JawaPos Radar

Kartel Perang, Pembunuhan Penculikan Melonjak

11/08/2018, 14:29 WIB | Editor: Dyah Ratna Meta Novia
kartel perang di meksiko
Petugas polisi bertopeng menunjuk senapan semi otomatis dari helikopter yang terbang rendah di atas Kota Meksiko pekan lalu ketika pasukan keamanan menggunakan taktik tangan besi untuk memerangi peningkatan kekerasan narkoba yang jarang terlihat di ibu ko (Forbes)
Share this image

JawaPos.com - Petugas polisi bertopeng menunjuk senapan semi otomatis dari helikopter yang terbang rendah di atas Kota Meksiko pekan lalu ketika pasukan keamanan menggunakan taktik tangan besi untuk memerangi peningkatan kekerasan narkoba yang jarang terlihat di ibu kota. Seperti dilansir dari Reuters beberapa hari lalu, petugas yang berkacamata dan bertopeng menggantung dari pintu terbuka, mengamati jalan-jalan.

Dalam satu dekade terakhir, pembunuhan, penculikan dan pemerasan melonjak di seluruh negeri selama kartel berperang melawan pasukan keamanan. Pembunuhan berada pada rekor peningkatan 45 persen sejak 2014.

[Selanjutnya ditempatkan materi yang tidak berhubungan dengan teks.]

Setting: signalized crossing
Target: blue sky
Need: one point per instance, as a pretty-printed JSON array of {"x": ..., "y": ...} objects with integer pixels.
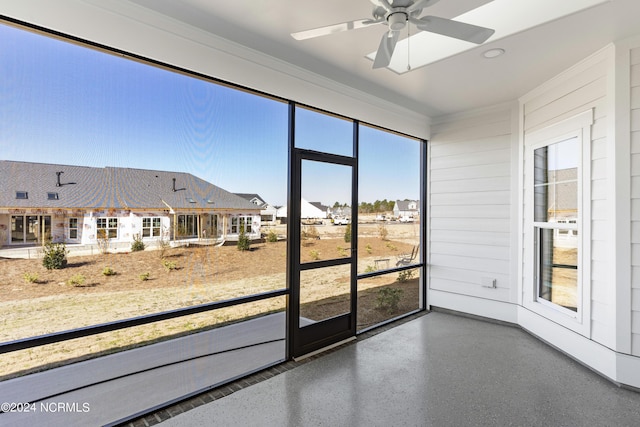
[{"x": 68, "y": 104}]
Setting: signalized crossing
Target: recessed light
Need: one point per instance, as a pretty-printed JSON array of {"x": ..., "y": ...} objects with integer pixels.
[{"x": 493, "y": 53}]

Meskipun masih jauh di bawah rata-rata nasional, dan sebanding dengan beberapa kota AS, kekerasan di Mexico City semakin merusak citra negara tersebut. Hanya dalam beberapa hari terakhir, halaman kriminal Mexico City melaporkan seorang pria yang tubuhnya ditemukan di mobil, kepalanya di atap, dan anggota tubuhnya ditemukan di dalam kotak es.

Awal tahun ini, seorang turis Amerika tewas oleh peluru nyasar di sebuah sendi taco kelas atas. Polisi mengatakan, banyak kejahatan berasal dari narkoba yang dijual bebas dari geng-geng lokal meskipun pihak berwenang mengatakan setidaknya satu dari ini memiliki kaitan dengan Jalisco New Generation Cartel, sebuah kelompok perdagangan manusia nasional.

Presiden terpilih Andres Manuel Lopez Obrador berjanji untuk membawa perdamaian Meksiko selama enam tahun masa jabatannya. Ia meluncurkan konsultasi dengan para korban tentang kemungkinan hukum amnesti untuk kejahatan tingkat rendah.

Kepala Polisi Raymundo Collins mengirim sepuluh heli untuk menyeberangi kota setiap hari, bergerak rendah, dan lambat melintasi lingkungan kejahatan tinggi untuk pengawasan dan berupaya mengintimidasi para kriminal.

Kantor Collins mengatakan, polisi menggandakan rata-rata penangkapan harian para pengedar narkoba dalam beberapa minggu pertamanya di tempat kerja. “Kami menaikkan harga yang harus dibayar oleh seorang kriminal,” katanya.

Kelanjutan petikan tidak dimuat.